痔(じ)の予防は便秘を防ぐことが第一です。長時間同じ姿勢をとっていることや、排便時に無理にいきむことも原因となります。規則正しい生活や食生活を心がけ、場合によっては緩下剤(かんげざい)などを服用して対処しましょう。痔核(じかく)がすでにある場合には、肛門周囲の温浴や局所の清潔を保つ努力が大切です。トイレのウォシュレットは使用してもかまいませんが、腟(ちつ)内の常在菌のバランスが崩れるのでビデは控ひかえましょう。痛みの強い場合には、医師に相談すると、ステロイドや局所麻酔を含んだ坐薬(ざやく)や軟膏(なんこう)を処方されることもあります。重症例には、外科的治療の適応が検討されます。いずれにしても、出産後は快方に向かうことがほとんどです。

出産が近くなると尿もれ、頻尿(ひんにょう)になるのはむしろ自然なこと

そもそも妊娠すると、血液の循環量が増えるため、からだから排出する水分の量が増えることになります。さらに、子宮の前部分に膀胱(ぼうこう)があるため、子宮が大きくなるにつれ、たくさんの量をためておけなくなり、少したまると出すようになり、自(おの)ずと「頻尿(ひんにょう)」になります。また、出産が近づくにつれ、骨盤底という筋肉が軟化して下がりやすくなります。こうなることで、胎児が通過しやすくなりますが、尿道を締(し)める力が十分働かなくなる面もあり、腹圧性尿失禁に似た尿もれが生じたりします。妊娠中のこうした尿もれは珍しいことでも恥ずかしいことでもありません。気になるなら、パット類を使うことが大切ですが、この際、衛生管理のために、生理用品ではなく尿もれ専用品を使うといいでしょう。

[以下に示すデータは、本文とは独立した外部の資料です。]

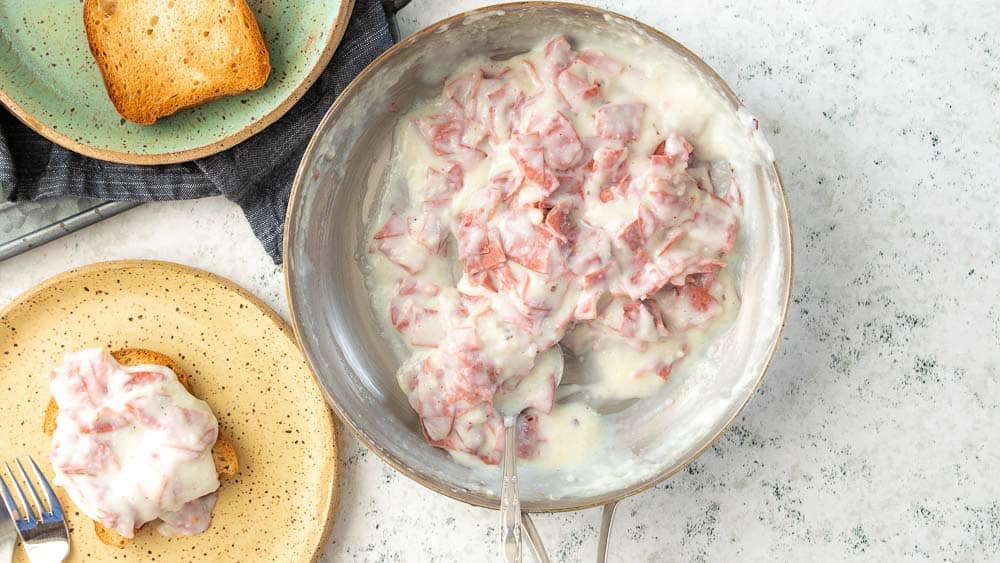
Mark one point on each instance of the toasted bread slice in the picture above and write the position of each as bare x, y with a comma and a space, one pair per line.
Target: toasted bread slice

ひとつ注意してほしいのは、尿もれと破水の区別がつきづらいことです。本人が尿もれだと思い込んでいたものが、数日後の受診で、破水や子宮口の開大であったことが判明することもあるので、ずっとちょろちょろ尿もれが続くなど、気になったときは医師に相談しましょう。

妊娠するとおりものも増える

妊娠すると、エストロゲンというホルモンの分泌が増え、その作用で粘液(ねんえき)が増加して、結果として帯下(たいげ)(おりもの)も増える傾向にあります。大多数は特に病気などではなく、一般的には、水っぽい「水様性帯下(たいげ)」が妊娠週数が進むほど増えていきます。対処法としては、下着を小まめに替える、おりものシートや尿もれ用パッドを使うなどが考えられます。

悪臭のあるものや、白っぽくてボロボロした帯下(たいげ)の場合は、菌(きん)の感染などが疑われますので医師に相談をしましょう。特にかゆみをともなう場合は腟(ちつ)カンジダ症が疑われます。妊婦は抵抗力や免疫力が下がっているため、元々、腟(ちつ)内などに生息する真菌(しんきん)が炎症(えんしょう)を起こしてしまうことも多くなります。放っておくと、早産や前期破水などに影響する可能性がゼロではないので、抗真菌薬の腟錠(ちつじょう)やクリーム・軟膏(なんこう)などで治療します。